Eight Ways to Find Your New Best Friends
You’re new. You know nobody. Here’s expert advice on making friends at your new location.
I recently made my 10th move as a military spouse. You’d think I’d be able to find friends in a snap. Truth is, I’m an introvert. I have a lot of trouble walking up to a stranger and initiating conversation.
This last move has been especially tough. We live far from post, and the military families in my neighborhood are spread out and difficult to find. Each of us fights our own battles as we seek new friendships, so I asked other milspouses to tell me how they find friends. This is what I learned:
1 Join a Special Interest Group
What’s your passion? Seek others with similar interests to jump-start your search for friends. A group that shares your goals or hobbies can bring connections that blossom into solid friendships.

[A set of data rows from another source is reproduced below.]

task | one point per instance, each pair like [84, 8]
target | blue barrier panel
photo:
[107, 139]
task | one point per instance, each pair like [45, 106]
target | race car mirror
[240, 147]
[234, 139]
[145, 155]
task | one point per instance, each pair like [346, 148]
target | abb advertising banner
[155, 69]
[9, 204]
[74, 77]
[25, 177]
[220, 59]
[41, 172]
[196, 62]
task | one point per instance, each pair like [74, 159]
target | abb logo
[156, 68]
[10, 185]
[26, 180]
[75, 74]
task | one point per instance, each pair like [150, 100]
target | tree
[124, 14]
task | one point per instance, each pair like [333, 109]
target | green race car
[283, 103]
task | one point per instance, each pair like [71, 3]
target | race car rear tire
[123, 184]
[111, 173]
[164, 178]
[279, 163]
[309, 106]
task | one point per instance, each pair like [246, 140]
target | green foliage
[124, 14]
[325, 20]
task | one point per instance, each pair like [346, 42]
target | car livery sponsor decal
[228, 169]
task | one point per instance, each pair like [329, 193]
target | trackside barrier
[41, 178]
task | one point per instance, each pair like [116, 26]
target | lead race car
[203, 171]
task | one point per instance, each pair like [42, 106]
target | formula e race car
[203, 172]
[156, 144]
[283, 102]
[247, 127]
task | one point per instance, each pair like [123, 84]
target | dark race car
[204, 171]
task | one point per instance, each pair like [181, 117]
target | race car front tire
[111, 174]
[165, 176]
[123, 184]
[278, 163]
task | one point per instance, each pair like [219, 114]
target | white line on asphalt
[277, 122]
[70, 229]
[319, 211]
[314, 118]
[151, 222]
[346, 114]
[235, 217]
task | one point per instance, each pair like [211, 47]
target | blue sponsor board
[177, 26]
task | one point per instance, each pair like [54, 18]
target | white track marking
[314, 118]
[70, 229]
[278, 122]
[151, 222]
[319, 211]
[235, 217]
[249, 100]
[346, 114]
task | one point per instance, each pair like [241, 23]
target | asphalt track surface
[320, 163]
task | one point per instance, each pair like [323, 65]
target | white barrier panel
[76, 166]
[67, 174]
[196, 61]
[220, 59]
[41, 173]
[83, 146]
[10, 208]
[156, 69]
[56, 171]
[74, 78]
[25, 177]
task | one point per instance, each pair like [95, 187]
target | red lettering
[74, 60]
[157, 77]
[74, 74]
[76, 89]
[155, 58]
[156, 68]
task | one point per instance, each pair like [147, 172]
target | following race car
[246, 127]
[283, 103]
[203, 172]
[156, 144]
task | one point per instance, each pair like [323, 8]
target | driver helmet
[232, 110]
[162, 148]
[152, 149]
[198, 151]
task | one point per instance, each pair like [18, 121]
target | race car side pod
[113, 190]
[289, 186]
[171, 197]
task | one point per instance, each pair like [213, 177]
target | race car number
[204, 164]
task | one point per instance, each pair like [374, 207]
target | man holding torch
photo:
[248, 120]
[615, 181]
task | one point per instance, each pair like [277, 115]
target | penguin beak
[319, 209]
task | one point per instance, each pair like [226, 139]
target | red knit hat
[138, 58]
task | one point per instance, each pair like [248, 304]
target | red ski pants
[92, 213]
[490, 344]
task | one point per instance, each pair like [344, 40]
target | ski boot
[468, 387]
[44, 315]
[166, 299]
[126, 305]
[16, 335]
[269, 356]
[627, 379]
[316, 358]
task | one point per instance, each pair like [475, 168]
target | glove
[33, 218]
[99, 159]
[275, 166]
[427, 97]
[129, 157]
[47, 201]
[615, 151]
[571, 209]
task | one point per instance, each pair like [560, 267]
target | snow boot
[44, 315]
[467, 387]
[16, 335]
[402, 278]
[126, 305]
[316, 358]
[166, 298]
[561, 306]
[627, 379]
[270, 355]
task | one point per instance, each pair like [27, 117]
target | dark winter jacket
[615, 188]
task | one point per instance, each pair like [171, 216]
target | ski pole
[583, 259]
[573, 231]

It Works For These Spouses. . .
Army spouse Wesley Buchta finds a common bond in a mid-week Bible study group on post in Germany. “That is where we have found a great deal of the lasting friendships here in Schweinfurt,” Buchta tells Military Spouse.
Brian Watson, an Air Force spouse, plays golf. It’s helped connect him with people at multiple duty stations.
Kama Shockey, Marine Corps spouse (and this issue's cover model), seeks a gym with a running club. She says a positive group of women with common fitness goals can be really helpful when her spouse is deployed.
2 Create Your Own Group
Can’t find an existing group that suits your needs? Create one. Starting a special interest group gives you full reign over everything from activities to meeting schedules.
It Works For This Spouse. . .
“I started a ‘lunch bunch’ here at our latest duty station. I am planning to do the same thing at our next base,” says Navy spouse Kristin McNab. “We meet each week at the same time and change the location, so we can try different lunch places or visit different local parks and siteseeing locations.”